17 February 2013

Winter Evenings

This review first appeared in The Sunday Guardian.

The author Mavis Gallant wrote in the preface to a collection of her short stories, “Stories are not chapters of novels. They should not be read one after another, as if they were meant to follow along. Read one. Shut the book. Read something else. Come back later. Stories can wait.”

This is good advice for a collection like Winter Evenings by Navtej Sarna. To take them all at a stretch is to do them a disservice – so light and easy and undemanding are these little vignettes that continuous attention to them is almost profligate. No story is longer than a few pages, and not one among them is a page-turner. These are everyday stories, prettily told and eminently readable, asking only for quick and diffused bouts of attention.

Each story almost seems to consist solely of its exposition. Sarna does away with such traditional characteristics of the genre as climax and resolution. In parts, he reminds one of Chekhov with his tendency for open-ended observation and recounting of details that seem to contribute in no way to plot. But unlike Chekhov, who was given to so wide a range that you could expect grotesque comedy to immediately follow high tragedy, who could stretch a moment out with a single, overpowering thread of tension, who could piercingly dissect ennui with the same stabbing precision that he drove into rising action, Sarna’s stories consist almost entirely of flat graphs.

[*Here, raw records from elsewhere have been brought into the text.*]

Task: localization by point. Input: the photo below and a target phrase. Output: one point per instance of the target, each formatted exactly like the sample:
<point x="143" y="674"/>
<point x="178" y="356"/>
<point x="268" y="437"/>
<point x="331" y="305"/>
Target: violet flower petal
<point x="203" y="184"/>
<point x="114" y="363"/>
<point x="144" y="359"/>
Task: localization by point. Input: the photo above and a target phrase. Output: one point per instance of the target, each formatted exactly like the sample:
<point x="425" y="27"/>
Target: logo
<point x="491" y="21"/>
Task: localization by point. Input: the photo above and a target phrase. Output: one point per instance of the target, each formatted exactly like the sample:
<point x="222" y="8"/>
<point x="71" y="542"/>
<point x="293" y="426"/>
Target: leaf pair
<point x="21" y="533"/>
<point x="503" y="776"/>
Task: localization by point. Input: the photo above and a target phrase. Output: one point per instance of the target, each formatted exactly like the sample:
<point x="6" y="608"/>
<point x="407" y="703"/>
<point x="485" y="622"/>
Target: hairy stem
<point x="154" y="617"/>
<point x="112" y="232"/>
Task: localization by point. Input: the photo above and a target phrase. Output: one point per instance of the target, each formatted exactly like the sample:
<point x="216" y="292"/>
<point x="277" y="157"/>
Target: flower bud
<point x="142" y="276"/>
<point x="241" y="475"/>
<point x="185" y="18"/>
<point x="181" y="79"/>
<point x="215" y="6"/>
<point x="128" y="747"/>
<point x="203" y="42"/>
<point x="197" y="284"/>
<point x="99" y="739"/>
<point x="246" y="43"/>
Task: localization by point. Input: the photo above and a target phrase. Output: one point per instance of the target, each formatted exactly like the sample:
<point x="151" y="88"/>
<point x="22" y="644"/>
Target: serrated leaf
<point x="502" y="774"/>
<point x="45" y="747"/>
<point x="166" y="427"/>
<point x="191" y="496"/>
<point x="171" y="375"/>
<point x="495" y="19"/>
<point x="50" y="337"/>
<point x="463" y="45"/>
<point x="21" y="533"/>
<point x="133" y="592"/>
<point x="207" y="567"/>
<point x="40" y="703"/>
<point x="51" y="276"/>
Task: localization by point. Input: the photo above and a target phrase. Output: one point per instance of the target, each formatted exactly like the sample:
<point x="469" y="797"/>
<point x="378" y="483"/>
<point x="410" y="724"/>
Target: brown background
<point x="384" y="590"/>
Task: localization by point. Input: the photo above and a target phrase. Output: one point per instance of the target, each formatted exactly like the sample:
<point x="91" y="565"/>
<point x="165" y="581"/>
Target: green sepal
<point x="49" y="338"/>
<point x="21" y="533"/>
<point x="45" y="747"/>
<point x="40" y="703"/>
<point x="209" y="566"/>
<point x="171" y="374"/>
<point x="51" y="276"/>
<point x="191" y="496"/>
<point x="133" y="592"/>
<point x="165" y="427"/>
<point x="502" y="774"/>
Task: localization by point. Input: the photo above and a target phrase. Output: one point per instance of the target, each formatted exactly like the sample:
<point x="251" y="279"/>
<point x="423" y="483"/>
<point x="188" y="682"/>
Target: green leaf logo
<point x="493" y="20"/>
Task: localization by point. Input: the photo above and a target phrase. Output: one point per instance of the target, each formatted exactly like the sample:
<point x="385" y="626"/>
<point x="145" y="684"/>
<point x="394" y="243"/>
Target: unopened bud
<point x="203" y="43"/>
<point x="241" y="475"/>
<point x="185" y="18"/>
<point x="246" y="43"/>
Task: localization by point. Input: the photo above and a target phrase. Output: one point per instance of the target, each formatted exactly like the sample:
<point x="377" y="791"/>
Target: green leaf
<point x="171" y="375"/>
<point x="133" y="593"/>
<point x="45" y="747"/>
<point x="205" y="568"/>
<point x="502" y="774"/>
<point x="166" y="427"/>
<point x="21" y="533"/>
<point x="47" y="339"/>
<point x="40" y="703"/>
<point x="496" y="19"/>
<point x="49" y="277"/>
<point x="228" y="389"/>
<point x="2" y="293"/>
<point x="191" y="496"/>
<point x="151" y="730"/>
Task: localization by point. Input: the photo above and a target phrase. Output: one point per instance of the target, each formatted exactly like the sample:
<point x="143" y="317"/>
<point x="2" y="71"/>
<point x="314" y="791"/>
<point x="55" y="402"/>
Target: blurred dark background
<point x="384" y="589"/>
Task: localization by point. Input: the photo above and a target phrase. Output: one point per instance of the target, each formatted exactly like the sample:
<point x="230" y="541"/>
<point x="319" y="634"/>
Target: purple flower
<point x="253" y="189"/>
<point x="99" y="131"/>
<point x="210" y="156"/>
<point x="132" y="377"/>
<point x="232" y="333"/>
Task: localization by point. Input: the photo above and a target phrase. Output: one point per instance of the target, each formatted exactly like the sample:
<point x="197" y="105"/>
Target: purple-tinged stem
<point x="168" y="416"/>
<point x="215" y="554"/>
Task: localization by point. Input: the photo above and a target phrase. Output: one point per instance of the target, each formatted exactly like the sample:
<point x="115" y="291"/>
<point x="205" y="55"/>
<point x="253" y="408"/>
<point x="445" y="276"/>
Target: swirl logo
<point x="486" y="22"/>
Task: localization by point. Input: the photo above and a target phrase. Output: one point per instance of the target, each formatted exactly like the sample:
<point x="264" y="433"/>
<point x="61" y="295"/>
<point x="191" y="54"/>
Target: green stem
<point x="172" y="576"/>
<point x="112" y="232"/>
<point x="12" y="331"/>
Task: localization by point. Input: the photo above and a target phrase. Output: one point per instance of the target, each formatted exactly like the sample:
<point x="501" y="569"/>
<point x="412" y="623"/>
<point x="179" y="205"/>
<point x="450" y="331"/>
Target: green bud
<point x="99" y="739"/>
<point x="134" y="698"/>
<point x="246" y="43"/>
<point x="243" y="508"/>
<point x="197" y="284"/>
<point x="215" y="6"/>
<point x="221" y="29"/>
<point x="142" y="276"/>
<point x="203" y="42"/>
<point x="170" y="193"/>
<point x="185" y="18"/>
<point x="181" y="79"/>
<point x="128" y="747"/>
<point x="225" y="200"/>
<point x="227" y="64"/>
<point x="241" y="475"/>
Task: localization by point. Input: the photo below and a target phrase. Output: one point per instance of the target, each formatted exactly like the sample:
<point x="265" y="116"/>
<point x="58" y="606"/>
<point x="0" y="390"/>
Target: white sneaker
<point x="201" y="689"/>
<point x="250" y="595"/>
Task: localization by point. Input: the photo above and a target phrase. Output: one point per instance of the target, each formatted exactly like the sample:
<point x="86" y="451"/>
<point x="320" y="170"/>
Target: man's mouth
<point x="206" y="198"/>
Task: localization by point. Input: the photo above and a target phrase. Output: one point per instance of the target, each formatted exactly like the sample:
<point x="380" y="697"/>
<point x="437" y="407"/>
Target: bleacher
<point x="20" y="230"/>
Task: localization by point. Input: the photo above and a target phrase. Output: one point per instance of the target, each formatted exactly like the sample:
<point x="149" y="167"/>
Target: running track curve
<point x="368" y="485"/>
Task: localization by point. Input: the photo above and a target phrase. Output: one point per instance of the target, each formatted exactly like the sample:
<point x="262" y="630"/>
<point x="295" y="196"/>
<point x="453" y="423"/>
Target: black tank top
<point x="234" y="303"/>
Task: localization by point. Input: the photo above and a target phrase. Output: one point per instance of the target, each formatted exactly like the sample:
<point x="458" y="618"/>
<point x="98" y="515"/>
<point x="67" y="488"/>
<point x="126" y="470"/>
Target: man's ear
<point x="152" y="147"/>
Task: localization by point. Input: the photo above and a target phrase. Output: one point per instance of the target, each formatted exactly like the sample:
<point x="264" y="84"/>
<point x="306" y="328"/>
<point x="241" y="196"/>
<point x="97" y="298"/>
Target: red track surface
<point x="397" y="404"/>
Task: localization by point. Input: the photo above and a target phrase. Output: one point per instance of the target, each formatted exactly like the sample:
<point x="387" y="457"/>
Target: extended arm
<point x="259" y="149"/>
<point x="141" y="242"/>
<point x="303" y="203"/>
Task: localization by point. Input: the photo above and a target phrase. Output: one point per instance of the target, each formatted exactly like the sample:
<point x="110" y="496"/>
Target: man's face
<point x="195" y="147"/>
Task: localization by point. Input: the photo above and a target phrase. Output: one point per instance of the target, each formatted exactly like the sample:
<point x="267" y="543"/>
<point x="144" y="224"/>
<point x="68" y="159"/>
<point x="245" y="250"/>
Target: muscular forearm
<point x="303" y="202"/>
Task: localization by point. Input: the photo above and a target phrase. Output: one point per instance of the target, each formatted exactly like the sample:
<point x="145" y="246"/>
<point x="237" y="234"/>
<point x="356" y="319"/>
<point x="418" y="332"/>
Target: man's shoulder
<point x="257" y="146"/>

Isolation and displacement are the overarching themes of nineteen tales in the collection, even as the stories traverse continents. Sarna writes with poise and lucidity about a world that he clearly knows well. He maintains a consistent style that is quietly reflective, austere almost, with old-school imagery and bursts of insight. There is no complexity of construction; the flowing insouciance of the prose belies tautness. And yet these are recognisable characters, homespun and rough around the edges, so unremarkable that they seem familiar, and so unsophisticated that they seem human – the married couple in “Delhi” whose relationship devolves fiercely into materialism, the honeymooners in “Sunrise at Mashobra” who are only just learning to read each other, the jaded thirty-year-old in “Brute” who looks back on a decade spent looking for joy.

“The Superintendent’s Formula” is one of the best-told stories in the collection, opening gracefully with the lines, “The evening fell quickly in Jalgaon, especially in winter. It rushed over the tiny town as if it had been hiding at the outskirts, waiting for a signal.” From there, it grows, with Chekhovian directness, and acutely unravels. It seems to be one of the few stories where Sarna has taken the plot seriously enough to give it his attention, building up to a slow and delicate conclusion.

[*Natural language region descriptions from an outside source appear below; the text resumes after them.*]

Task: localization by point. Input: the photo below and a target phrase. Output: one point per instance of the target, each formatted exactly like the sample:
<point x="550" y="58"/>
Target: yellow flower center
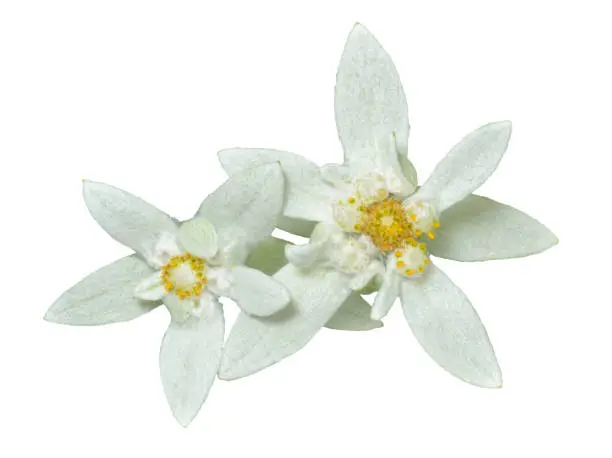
<point x="387" y="224"/>
<point x="184" y="276"/>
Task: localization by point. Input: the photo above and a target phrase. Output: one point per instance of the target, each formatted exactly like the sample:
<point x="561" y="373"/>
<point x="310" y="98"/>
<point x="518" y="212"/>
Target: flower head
<point x="187" y="267"/>
<point x="375" y="226"/>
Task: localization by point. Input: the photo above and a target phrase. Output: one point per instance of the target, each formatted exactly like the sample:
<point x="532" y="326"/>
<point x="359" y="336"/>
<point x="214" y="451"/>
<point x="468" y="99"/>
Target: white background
<point x="141" y="94"/>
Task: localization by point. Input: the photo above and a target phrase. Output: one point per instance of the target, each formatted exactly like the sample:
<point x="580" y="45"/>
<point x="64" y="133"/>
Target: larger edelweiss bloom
<point x="376" y="227"/>
<point x="187" y="267"/>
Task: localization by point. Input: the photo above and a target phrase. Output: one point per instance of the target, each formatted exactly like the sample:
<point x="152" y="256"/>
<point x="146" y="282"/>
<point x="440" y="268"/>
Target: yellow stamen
<point x="175" y="282"/>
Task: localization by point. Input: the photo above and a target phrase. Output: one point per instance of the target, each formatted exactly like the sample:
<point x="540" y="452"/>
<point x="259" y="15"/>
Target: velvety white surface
<point x="480" y="229"/>
<point x="388" y="293"/>
<point x="105" y="296"/>
<point x="307" y="195"/>
<point x="188" y="361"/>
<point x="199" y="238"/>
<point x="369" y="98"/>
<point x="353" y="315"/>
<point x="127" y="218"/>
<point x="142" y="94"/>
<point x="256" y="343"/>
<point x="255" y="292"/>
<point x="467" y="165"/>
<point x="244" y="209"/>
<point x="449" y="329"/>
<point x="268" y="256"/>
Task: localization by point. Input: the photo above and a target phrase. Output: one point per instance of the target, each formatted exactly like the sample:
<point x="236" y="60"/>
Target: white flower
<point x="374" y="226"/>
<point x="186" y="267"/>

In contrast, “Half Way Home” is a story that opens curiously enough, but simply trails off into a wooden ending that seem to have been slapped on as a last-minute idea. The titular first story, “Winter Evenings,” is the most disappointing of all, with its deliberate, almost pointed, poignancy.

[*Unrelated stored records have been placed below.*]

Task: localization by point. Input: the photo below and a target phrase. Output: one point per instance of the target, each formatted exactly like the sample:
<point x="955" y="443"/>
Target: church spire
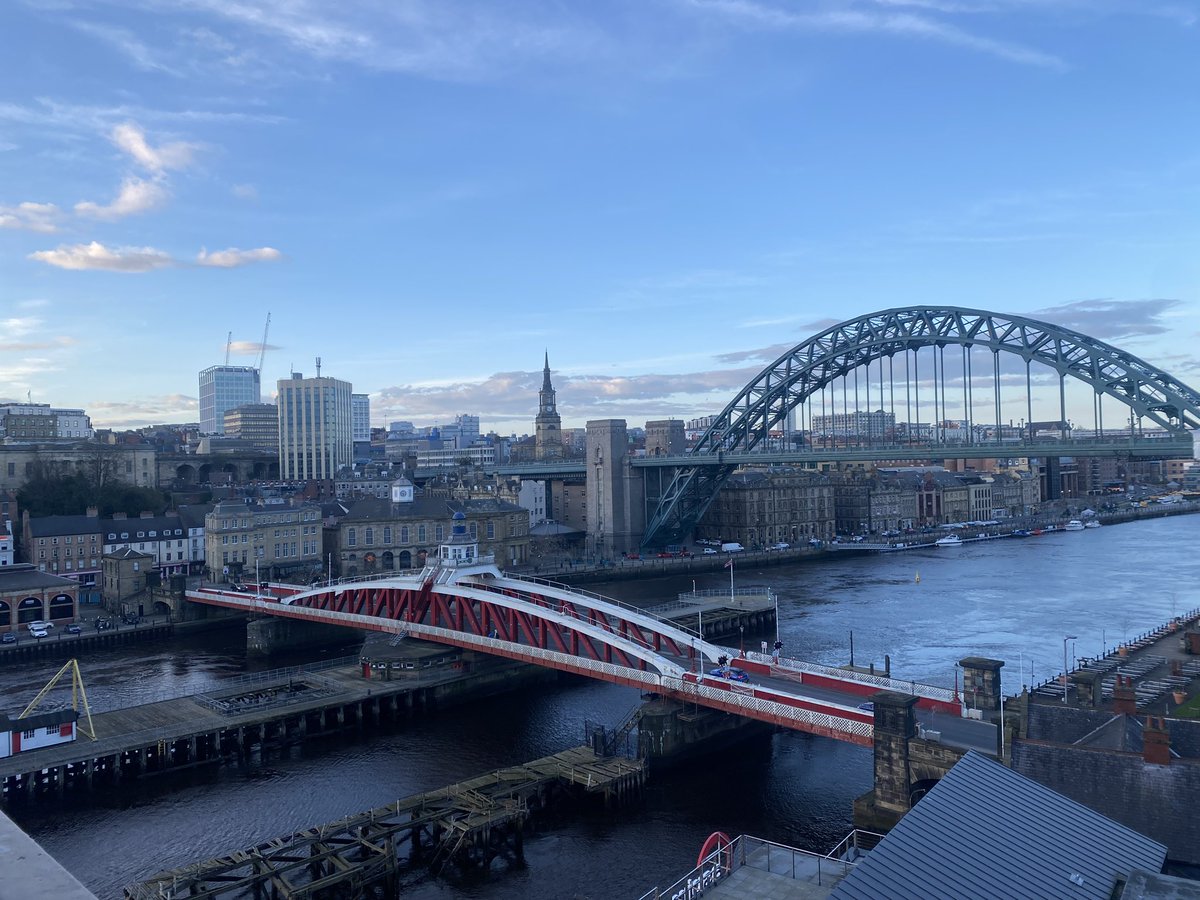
<point x="547" y="426"/>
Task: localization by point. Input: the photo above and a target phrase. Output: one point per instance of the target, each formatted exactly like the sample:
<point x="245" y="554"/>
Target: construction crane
<point x="77" y="695"/>
<point x="262" y="349"/>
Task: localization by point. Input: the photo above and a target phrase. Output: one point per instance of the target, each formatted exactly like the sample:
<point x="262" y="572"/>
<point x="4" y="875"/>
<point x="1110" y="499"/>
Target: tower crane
<point x="262" y="349"/>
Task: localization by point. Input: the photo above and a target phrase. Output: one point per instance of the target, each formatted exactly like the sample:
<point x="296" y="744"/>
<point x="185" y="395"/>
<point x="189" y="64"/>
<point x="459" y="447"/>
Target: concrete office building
<point x="360" y="418"/>
<point x="257" y="424"/>
<point x="315" y="427"/>
<point x="223" y="388"/>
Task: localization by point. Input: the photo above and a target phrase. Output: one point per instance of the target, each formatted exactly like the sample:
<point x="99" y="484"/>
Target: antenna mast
<point x="262" y="349"/>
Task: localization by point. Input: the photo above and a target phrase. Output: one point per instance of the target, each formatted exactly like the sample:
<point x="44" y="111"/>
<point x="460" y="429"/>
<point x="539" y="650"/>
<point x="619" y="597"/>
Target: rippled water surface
<point x="1011" y="599"/>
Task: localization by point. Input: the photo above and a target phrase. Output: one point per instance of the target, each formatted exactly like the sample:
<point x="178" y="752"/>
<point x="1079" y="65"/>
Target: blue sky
<point x="664" y="193"/>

There are sudden flashes of beauty: “Silences, bits of poetry, thinly fractured intimacies and half-forgotten wounds floated back to the mainland. We stood in this crowd near the railing and watched the lights on the island grow faint, the wind in our faces.” (“Barrier Beach”) These flickering junctures of loveliness give pause to notions of structure and plot, almost like an argument for the pathos of brevity and free verse.

After a point, though, the stories rather feel like faded photographs – momentarily exquisite, intricately detailed, but ultimately forgettable.